Malter has never been one to shy away from promotional hooks for the Grade 2-winning son of Kantharos. When the stallion’s first foals were born last year, he designed a website to show them off and create a marketplace to buy and sell the foals. Each season at stud has seen a unique incentive program, from offering lifetime breeding rights if his runners win graded stakes races to creating a “lock-in” plan to keep early-book breeders at the same stud fee in the future in the event Bucchero succeeds enough to raise it.
“Each year, I try to think of what would be something as a small breeder that would be fun or exciting,” Malter said. “For about a month straight, the Mega Millions was going up every single month. I think it ended up going over a billion dollars, and I felt like with all the national excitement about the lottery, it just kind of fit the comparison of what breeding is like. It’s like the lottery sometimes – you need lightning to strike.
“This one’s probably the longest shot,” he continued, “but it’ll have the biggest payout if something happens.”
Which particular lottery game would be played with the group ticket was still to be determined. Malter said he’d likely plunk the money down on whichever game had the highest jackpot in July, once the breeding season is over and the list of eligible players was finalized.
Malter said the lotto-ticket comparisons were especially true for breeders in a stallion’s third book. By the time the ensuing foals reach the marketplace as yearlings, Bucchero will have two crops of racing age on the racetrack, and his ever-important first crop will be in the midst of its 3-year-old season. The stallion’s reputation will be settling in the minds of potential buyers, and a fast start at stud could lead to a windfall for those third-book breeders who will have high-demand product at the right time. On the opposite side of the coin, if those first crops don’t come out running, they’ll bear the commercial brunt.
Fortunately, Bucchero will have about as many chances to get off the mark quickly as any stallion in North America. The 291 mares he covered in his first two books at Pleasant Acres Stallions was the most of any stallion in Florida over the same timespan. He defied convention last year when he covered more mares in his second book than his first, rising from 130 to 161 from year to year.

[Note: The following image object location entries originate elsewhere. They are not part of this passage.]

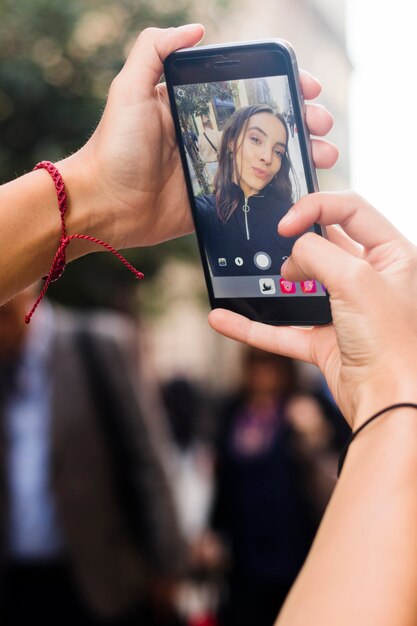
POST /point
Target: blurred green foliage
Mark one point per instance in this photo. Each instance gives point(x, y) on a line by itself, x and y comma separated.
point(57, 60)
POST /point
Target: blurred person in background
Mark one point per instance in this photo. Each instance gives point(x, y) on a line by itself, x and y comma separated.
point(192, 429)
point(88, 533)
point(262, 509)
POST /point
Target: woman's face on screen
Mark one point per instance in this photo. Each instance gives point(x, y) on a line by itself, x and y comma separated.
point(260, 149)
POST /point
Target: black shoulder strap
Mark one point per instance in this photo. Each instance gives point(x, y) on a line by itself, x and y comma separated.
point(118, 440)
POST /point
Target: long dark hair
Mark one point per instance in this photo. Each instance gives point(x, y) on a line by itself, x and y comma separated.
point(226, 200)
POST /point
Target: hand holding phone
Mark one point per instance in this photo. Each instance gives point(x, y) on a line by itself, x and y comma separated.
point(240, 121)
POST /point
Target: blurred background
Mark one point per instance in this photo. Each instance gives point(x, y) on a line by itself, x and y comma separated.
point(244, 438)
point(57, 60)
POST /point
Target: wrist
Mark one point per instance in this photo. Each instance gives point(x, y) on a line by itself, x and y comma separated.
point(88, 213)
point(376, 395)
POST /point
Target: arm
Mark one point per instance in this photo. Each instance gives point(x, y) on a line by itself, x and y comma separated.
point(126, 184)
point(362, 567)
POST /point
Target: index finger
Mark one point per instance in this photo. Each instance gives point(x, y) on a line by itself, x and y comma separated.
point(311, 86)
point(359, 219)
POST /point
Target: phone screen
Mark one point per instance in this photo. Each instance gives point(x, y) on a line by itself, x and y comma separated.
point(246, 167)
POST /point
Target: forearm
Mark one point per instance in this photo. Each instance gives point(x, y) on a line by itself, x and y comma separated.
point(30, 226)
point(361, 569)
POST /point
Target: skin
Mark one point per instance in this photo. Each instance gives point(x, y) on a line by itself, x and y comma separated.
point(362, 568)
point(261, 145)
point(126, 185)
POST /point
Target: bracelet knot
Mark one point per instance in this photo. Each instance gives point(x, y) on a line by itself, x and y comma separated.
point(60, 259)
point(59, 262)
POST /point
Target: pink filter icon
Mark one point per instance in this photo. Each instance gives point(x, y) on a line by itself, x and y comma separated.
point(308, 286)
point(287, 286)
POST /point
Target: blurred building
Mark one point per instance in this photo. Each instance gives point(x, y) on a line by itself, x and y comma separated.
point(182, 341)
point(316, 30)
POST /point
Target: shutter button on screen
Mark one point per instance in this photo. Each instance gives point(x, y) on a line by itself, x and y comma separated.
point(262, 260)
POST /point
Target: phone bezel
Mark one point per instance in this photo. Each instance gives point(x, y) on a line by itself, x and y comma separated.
point(254, 60)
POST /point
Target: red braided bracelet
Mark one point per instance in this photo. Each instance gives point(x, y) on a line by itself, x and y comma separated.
point(59, 261)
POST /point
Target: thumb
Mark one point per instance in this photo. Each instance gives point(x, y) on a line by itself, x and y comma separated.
point(144, 65)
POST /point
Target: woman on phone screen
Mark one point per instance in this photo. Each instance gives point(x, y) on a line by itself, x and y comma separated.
point(252, 192)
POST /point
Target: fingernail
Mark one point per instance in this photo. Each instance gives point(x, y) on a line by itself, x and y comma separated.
point(289, 217)
point(188, 26)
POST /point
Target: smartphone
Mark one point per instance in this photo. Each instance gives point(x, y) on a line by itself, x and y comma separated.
point(240, 123)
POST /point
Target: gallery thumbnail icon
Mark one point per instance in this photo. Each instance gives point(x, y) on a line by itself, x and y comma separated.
point(267, 286)
point(286, 286)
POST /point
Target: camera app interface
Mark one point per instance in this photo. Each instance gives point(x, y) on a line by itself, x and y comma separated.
point(245, 163)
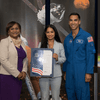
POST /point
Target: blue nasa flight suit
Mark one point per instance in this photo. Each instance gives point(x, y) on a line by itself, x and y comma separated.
point(80, 60)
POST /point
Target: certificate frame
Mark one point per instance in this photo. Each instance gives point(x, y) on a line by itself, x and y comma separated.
point(37, 65)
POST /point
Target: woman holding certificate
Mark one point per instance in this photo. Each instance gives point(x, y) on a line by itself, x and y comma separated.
point(51, 39)
point(13, 60)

“We wanted to highlight that it’s an even bigger benefit to the breeder than it is to us, because they’ll be sitting on the product in that year,” Malter said. “If the horse does hit, and he’ll hopefully have all these chances, we hope it pays off for them.”
Bucchero has a while before his first foals hit the racetrack, but the early commercial indicators have been positive. He was the leading Florida-based sire of newly-turned yearlings by both gross and average, among those with more than one horse sold, with eight sold for a total of $135,000 and an average of $16,875.
“Obviously, I’ve had a tremendous amount of passion for Bucchero and his prospects, and he was very well received,” Malter said. “I was at the sale talking to people shopping and buying, and he brought the goods. He brought what you would expect from Bucchero.”
In particular, Malter noted that Bucchero’s broodmare sire, the leading California sire General Meeting, was showing through in his foals, giving them traits one might not expect from a stallion who was best known during his racing days as a turf sprinter.
“The words that I heard were, ‘athletic, strong, very good muscle tone,’” Malter said. “The thing I found most interesting, and I got this from a few people, was ‘I think I need to rethink what I was expecting of a Bucchero.’ I think the people who have never seen him in person think he was a very fast sprinter, and that you’re going to get a stocky, short-coupled horse. What I got from most people was they’re scopy, they’ve got nice leg. I think a good chunk of that is coming through with General Meeting in the bloodline, which I don’t think the East Coast saw much of. I was happy to hear from people that he was checking off pretty much all the boxes they were looking for.”